This repository implements the boundaries head proposed in the paper:
Hanyuan Wang, Majid Mirmehdi, Dima Damen, Toby Perrett, Centre Stage: Centricity-based Audio-Visual Temporal Action Detection, VUA, 2023
This repository is based on ActionFormer.
When using this code, kindly reference:
@INPROCEEDINGS{Hanaudiovisual,
author={Wang, Hanyuan and Mirmehdi, Majid and Damen, Dima and Perrett, Toby}
booktitle={The 1st Workshop in Video Understanding and its Applications (VUA 2023)},
title={Centre Stage: Centricity-based Audio-Visual Temporal Action Detection},
year={2023}}
- Python 3.5+
- PyTorch 1.11
- CUDA 11.0+
- GCC 4.9+
- TensorBoard
- NumPy 1.11+
- PyYaml
- Pandas
- h5py
- joblib
Complie NMS code by:
cd ./libs/utils
python setup.py install --user
cd ../..
You can download the annotation repository of EPIC-KITCHENS-100 at here. Place it into a folder: ./data/visual_feature/epic_kitchens/annotations.
You can download the videos of EPIC-KITCHENS-100 at here.
You can download the visual feature on EPIC-KITCHENS-100 at here. Place it into a folder: ./data/visual_feature/epic_kitchens/features.
You can extract the audio feature on EPIC-KITCHENS-100 follow this repository here. Place extracted features into a folder: ./data/audio_feature/extracted_features_retrain_small_win.

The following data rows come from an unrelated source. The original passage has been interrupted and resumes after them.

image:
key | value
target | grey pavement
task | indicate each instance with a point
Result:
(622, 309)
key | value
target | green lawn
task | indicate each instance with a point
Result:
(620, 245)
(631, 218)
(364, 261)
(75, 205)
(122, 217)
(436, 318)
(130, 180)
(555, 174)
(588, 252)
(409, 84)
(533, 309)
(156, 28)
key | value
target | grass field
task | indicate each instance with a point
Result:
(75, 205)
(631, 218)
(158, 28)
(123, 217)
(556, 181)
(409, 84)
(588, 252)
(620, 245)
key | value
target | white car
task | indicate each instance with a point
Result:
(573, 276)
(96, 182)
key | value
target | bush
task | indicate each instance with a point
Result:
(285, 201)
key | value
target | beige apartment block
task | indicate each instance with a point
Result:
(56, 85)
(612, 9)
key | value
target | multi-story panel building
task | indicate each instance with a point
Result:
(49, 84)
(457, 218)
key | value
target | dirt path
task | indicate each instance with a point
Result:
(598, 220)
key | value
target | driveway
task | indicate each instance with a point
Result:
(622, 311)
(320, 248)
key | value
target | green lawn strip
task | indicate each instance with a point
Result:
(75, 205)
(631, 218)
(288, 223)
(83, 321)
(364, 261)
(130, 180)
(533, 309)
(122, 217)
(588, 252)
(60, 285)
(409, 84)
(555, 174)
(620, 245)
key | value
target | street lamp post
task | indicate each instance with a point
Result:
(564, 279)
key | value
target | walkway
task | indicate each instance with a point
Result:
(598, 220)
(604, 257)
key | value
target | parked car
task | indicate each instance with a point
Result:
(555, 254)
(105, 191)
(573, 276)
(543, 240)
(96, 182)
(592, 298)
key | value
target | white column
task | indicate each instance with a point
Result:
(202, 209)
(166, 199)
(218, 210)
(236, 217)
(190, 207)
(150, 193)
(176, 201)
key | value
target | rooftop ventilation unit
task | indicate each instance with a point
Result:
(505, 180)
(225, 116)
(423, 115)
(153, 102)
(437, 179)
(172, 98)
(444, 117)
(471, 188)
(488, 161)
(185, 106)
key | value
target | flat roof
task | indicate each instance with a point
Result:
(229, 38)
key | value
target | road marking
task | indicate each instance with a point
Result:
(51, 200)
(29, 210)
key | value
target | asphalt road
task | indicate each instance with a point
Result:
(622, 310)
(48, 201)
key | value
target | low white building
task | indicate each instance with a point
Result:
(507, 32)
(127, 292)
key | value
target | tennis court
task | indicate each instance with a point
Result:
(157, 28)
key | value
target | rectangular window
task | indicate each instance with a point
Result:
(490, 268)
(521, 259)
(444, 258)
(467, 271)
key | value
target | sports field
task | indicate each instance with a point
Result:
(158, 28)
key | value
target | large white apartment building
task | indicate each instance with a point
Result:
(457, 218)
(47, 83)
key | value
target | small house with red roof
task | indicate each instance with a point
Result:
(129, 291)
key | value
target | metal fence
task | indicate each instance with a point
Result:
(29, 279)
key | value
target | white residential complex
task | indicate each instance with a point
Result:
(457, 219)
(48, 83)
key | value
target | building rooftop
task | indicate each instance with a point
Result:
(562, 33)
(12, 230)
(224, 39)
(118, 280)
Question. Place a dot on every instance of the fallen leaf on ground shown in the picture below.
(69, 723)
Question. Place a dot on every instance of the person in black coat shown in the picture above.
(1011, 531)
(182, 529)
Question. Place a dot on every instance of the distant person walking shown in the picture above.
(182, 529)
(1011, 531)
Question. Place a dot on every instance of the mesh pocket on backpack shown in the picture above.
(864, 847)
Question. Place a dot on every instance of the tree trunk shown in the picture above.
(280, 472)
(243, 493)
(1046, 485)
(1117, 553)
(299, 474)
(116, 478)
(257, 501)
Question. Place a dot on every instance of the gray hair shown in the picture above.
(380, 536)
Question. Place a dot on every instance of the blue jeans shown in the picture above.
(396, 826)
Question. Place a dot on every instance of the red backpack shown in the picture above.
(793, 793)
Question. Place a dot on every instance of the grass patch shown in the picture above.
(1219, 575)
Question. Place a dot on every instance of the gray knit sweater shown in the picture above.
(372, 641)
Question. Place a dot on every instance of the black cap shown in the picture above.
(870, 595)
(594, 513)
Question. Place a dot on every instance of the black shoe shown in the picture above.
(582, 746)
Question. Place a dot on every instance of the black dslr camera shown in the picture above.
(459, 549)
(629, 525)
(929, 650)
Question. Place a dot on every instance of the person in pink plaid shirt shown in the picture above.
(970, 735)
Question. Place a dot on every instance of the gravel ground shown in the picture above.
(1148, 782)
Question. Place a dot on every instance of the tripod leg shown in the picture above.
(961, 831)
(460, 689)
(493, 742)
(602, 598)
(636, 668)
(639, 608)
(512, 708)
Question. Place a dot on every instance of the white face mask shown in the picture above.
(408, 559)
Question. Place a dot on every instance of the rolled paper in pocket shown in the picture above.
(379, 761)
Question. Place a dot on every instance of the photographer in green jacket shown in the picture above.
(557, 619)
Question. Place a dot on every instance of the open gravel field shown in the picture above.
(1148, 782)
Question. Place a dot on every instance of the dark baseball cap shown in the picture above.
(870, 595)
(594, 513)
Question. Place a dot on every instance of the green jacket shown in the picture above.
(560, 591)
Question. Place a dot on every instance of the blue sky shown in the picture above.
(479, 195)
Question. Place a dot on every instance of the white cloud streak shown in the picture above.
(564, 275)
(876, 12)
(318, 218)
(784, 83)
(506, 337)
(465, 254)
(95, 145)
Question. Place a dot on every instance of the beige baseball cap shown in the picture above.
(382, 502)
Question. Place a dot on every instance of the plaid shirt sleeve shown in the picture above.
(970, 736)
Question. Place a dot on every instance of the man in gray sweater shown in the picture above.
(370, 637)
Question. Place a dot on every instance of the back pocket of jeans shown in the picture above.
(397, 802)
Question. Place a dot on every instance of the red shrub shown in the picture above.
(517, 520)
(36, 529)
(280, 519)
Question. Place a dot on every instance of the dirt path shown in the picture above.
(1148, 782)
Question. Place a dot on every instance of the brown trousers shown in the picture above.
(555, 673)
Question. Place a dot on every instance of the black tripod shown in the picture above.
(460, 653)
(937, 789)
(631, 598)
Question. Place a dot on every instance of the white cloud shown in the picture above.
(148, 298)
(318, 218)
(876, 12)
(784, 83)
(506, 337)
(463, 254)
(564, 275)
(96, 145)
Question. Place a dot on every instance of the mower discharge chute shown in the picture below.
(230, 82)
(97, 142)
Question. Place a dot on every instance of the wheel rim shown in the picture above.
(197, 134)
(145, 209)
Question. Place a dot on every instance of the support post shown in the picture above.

If everything goes well, you can get the folder architecture of ./data like this:
data
├── audio_feature
├ └── extracted_features_retrain_small_win
└── visual_feature
└── epic_kitchens
├── features
└── annotations
You can download our pretrained models on EPIC-KITCHENS-100 at here.
To train the model run:
python ./train.py ./configs/epic_slowfast.yaml --output reproduce --loss_act_weight 1.7 --cen_gau_sigma 1.7 --loss_weight_boundary_conf 0.5
To validate the model run:
python ./eval.py ./configs/epic_slowfast.yaml ./ckpt/epic_slowfast_reproduce/name_of_the_best_model
[RESULTS] Action detection results_self.ap_action
|tIoU = 0.10: mAP = 20.88 (%)
|tIoU = 0.20: mAP = 20.13 (%)
|tIoU = 0.30: mAP = 18.92 (%)
|tIoU = 0.40: mAP = 17.51 (%)
|tIoU = 0.50: mAP = 15.03 (%)
Avearge mAP: 18.50 (%)
[RESULTS] Action detection results_self.ap_noun
|tIoU = 0.10: mAP = 26.78 (%)
|tIoU = 0.20: mAP = 25.58 (%)
|tIoU = 0.30: mAP = 23.91 (%)
|tIoU = 0.40: mAP = 21.45 (%)
|tIoU = 0.50: mAP = 17.68 (%)
Avearge mAP: 23.08 (%)
[RESULTS] Action detection results_self.ap_verb
|tIoU = 0.10: mAP = 24.11 (%)
|tIoU = 0.20: mAP = 23.00 (%)
|tIoU = 0.30: mAP = 21.66 (%)
|tIoU = 0.40: mAP = 20.16 (%)
|tIoU = 0.50: mAP = 16.57 (%)
Avearge mAP: 21.10 (%)
This implementation is based on ActionFormer.